The Argument Interchange Format (AIF) is an international effort to develop a representational mechanism for exchanging argument resources between research groups, tools, and domains using a semantically rich language. AIF traces its history back to a 2005 colloquium in Budapest. The result of the work in Budapest was first published as a draft description in 2006. Building on this foundation, further work then used the AIF to build foundations for the Argument Web.

AIF-RDF is the extended ontology represented in the Resource Description Framework Schema (RDFS) semantic language.

The Argument Interchange Format introduces a small set of ontological concepts that aim to capture a common understanding of argument -- one that works in multiple domains (both domains of argumentation and also domains of academic research), so that data can be shared and re-used across different projects in different areas.
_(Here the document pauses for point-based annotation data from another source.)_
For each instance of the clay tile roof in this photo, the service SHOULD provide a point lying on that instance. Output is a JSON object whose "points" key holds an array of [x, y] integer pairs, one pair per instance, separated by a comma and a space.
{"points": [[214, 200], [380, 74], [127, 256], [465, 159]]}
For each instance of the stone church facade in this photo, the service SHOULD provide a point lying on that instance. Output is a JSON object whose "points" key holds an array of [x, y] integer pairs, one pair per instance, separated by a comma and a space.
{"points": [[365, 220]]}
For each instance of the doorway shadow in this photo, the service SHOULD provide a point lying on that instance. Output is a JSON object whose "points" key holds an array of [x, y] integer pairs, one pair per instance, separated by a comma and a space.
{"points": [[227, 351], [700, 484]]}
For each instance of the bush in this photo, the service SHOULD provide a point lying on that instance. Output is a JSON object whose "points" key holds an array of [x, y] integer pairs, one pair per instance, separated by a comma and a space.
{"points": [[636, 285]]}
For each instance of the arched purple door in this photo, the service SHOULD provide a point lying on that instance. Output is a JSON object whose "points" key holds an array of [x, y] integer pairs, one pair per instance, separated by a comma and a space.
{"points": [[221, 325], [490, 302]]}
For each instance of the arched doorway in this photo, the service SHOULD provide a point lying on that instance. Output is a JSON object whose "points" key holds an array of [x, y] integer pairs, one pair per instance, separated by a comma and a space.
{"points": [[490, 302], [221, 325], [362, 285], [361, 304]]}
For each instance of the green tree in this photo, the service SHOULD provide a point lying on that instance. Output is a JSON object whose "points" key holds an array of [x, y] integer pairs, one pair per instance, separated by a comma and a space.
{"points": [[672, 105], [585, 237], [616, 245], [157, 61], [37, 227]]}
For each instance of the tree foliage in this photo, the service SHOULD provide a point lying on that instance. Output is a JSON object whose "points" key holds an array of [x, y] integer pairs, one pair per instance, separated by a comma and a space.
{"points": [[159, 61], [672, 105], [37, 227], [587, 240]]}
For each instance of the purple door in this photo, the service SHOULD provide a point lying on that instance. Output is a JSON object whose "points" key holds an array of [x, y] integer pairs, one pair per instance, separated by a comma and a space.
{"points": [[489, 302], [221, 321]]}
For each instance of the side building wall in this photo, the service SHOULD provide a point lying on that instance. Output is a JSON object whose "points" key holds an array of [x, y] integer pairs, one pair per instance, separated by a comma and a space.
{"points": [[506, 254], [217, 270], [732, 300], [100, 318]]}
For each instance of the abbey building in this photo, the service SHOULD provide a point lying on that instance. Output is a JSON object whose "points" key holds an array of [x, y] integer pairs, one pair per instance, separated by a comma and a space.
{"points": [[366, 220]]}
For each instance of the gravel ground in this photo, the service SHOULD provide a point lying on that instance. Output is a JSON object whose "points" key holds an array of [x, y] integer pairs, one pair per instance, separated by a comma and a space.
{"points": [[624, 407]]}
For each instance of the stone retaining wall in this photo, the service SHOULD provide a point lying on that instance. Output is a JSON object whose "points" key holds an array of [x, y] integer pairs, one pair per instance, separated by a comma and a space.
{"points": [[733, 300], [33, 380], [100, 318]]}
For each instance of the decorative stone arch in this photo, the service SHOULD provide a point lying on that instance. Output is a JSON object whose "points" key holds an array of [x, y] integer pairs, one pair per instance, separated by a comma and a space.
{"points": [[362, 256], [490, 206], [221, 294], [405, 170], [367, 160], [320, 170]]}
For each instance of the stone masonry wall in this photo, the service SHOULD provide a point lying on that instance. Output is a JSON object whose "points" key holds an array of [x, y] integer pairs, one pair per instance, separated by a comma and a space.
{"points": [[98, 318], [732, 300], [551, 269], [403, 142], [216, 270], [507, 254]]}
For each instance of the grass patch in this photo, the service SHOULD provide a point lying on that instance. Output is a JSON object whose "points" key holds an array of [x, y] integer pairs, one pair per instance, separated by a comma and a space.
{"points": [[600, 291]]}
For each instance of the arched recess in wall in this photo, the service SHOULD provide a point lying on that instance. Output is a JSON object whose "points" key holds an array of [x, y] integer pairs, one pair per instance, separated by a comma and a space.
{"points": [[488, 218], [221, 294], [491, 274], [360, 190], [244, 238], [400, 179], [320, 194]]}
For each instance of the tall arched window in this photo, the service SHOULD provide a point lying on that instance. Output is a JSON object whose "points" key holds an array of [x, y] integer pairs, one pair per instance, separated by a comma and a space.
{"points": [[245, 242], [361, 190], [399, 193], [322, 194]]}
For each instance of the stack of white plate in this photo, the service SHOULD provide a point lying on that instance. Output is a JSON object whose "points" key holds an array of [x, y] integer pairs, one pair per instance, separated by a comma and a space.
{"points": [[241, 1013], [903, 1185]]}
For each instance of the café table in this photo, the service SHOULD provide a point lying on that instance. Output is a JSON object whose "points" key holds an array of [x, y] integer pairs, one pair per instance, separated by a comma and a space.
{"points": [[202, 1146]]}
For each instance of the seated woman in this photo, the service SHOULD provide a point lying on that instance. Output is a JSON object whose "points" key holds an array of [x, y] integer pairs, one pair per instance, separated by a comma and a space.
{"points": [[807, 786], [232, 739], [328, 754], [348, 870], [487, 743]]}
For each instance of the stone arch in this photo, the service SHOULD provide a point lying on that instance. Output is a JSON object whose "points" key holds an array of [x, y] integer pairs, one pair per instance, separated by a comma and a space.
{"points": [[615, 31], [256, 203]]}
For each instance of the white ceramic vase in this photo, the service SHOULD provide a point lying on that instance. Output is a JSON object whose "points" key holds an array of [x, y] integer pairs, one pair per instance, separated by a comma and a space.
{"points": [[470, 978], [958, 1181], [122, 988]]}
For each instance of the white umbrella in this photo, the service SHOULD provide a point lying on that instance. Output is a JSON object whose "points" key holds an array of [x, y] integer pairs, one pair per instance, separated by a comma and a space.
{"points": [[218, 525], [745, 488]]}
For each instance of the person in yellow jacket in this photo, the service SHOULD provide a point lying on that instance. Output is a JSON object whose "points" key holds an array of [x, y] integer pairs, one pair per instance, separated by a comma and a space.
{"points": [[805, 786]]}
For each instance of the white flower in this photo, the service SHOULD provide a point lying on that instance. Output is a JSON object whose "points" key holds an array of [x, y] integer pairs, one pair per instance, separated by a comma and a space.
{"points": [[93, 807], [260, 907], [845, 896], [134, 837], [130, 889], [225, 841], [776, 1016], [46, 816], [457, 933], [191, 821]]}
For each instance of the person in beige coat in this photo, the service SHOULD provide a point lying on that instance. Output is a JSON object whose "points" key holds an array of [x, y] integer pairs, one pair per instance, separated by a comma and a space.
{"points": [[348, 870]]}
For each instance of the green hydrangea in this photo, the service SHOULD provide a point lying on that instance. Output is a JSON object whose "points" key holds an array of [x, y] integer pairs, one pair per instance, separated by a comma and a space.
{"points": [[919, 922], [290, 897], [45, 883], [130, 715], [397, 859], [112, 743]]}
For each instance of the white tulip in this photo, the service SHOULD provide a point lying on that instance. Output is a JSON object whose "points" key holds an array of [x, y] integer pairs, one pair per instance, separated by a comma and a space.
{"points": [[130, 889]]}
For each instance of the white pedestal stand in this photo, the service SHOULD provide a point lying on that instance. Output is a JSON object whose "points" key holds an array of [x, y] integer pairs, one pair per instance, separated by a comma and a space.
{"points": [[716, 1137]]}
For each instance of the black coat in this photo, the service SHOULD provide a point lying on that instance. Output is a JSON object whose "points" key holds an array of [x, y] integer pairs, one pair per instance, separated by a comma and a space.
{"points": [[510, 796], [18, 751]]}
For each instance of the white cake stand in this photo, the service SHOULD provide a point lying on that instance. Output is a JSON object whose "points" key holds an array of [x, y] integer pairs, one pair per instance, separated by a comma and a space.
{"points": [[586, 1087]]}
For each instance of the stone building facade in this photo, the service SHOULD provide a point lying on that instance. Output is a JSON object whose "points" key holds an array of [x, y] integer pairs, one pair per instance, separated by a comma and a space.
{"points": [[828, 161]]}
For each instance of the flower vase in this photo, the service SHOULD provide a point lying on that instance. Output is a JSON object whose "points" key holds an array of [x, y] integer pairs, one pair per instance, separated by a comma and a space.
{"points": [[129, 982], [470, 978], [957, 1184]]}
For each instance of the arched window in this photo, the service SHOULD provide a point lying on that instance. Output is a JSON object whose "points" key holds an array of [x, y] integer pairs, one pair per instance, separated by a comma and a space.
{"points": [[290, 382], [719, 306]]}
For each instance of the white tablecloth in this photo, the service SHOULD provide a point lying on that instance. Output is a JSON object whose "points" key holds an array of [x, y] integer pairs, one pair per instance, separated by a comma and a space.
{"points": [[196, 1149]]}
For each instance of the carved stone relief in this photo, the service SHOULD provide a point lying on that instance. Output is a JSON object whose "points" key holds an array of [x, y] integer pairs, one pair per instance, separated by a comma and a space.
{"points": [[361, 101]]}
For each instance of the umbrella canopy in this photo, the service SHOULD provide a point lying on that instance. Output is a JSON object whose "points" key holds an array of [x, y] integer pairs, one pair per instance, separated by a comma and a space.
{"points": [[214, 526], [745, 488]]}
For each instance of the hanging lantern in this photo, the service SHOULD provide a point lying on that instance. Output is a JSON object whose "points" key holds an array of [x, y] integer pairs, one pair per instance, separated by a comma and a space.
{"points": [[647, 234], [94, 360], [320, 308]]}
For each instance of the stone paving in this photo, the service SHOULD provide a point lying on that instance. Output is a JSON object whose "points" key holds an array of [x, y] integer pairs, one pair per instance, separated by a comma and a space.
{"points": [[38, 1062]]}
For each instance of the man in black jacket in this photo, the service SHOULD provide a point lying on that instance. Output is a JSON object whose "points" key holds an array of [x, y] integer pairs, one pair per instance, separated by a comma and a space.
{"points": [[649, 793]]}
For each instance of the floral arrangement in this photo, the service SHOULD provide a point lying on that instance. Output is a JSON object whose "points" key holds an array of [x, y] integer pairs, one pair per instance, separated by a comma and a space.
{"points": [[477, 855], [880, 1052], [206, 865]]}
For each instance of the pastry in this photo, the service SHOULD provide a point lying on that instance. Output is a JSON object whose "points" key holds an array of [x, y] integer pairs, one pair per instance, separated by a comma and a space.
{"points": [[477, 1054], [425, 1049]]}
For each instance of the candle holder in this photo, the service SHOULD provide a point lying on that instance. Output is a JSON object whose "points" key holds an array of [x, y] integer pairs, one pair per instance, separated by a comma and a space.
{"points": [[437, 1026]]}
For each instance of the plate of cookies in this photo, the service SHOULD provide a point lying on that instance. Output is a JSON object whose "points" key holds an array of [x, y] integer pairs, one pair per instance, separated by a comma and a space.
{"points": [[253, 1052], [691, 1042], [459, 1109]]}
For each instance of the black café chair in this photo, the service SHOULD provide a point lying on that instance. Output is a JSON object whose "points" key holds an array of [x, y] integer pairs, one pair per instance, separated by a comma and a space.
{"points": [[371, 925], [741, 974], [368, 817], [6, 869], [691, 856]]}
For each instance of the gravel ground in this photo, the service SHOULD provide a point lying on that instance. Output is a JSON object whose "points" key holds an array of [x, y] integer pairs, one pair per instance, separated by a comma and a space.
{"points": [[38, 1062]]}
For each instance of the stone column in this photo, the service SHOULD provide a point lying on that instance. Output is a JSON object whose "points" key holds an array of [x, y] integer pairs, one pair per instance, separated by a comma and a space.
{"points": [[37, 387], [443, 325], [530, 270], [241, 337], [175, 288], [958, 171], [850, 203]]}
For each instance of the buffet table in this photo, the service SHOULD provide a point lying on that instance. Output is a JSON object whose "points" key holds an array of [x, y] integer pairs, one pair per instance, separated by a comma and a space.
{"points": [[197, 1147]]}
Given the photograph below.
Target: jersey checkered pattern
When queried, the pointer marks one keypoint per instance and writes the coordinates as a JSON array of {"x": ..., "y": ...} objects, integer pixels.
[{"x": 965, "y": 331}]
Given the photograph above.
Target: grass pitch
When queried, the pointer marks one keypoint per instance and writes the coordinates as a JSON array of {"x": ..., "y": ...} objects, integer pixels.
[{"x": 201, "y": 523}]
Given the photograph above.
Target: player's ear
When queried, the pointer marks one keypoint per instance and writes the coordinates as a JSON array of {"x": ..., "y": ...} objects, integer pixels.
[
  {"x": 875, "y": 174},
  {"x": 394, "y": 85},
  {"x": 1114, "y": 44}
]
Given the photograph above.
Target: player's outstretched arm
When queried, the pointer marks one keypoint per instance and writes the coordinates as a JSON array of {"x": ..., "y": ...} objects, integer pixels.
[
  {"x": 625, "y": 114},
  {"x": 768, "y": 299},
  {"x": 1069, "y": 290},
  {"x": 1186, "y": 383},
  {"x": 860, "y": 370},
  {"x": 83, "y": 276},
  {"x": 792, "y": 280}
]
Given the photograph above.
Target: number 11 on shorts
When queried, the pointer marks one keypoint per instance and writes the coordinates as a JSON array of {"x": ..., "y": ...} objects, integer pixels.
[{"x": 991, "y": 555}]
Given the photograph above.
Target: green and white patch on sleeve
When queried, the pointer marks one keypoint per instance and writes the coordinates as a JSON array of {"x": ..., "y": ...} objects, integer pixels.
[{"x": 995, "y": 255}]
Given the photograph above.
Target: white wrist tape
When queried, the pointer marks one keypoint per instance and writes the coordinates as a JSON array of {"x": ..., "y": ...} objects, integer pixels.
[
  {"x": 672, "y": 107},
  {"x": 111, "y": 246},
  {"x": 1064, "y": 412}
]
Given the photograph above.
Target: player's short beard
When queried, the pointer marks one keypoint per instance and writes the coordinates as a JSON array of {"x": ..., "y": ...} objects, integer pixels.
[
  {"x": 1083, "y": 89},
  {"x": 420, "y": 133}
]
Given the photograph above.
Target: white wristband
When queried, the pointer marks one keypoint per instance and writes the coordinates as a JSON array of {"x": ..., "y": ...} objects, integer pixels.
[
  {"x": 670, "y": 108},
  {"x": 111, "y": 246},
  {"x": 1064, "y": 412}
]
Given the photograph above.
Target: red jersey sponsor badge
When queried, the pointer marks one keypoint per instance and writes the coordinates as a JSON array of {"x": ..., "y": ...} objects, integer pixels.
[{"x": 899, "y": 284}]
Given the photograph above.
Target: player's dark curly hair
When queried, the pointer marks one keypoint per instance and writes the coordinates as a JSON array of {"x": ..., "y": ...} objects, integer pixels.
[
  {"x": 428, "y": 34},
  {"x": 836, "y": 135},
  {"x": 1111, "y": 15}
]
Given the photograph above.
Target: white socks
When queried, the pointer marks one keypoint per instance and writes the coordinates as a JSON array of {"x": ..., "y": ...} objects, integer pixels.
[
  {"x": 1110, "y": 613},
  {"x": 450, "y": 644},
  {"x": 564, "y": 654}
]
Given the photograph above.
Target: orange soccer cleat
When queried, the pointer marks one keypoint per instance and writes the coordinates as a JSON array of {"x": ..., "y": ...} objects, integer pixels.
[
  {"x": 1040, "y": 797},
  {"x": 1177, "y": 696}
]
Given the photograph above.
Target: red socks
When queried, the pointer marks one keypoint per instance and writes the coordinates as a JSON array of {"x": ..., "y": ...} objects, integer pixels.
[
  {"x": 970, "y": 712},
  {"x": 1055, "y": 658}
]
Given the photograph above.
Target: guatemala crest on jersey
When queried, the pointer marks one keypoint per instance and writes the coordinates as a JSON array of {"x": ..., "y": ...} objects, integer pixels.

These ontological concepts are:
 Information (I-nodes)
 Applications of Rules of Inference (RA-nodes)
 Applications of Rules of Conflict (CA-nodes)
 Applications of Rules of Preference (PA-nodes)
extended by:
 Schematic Forms (F-nodes) that are instantiated by RA, CA and PA nodes

The AIF has reifications in a variety of development environments and implementation languages including
 MySQL database schema
 RDF
 Prolog
 JSON
as well as translations to visual languages such as DOT and SVG.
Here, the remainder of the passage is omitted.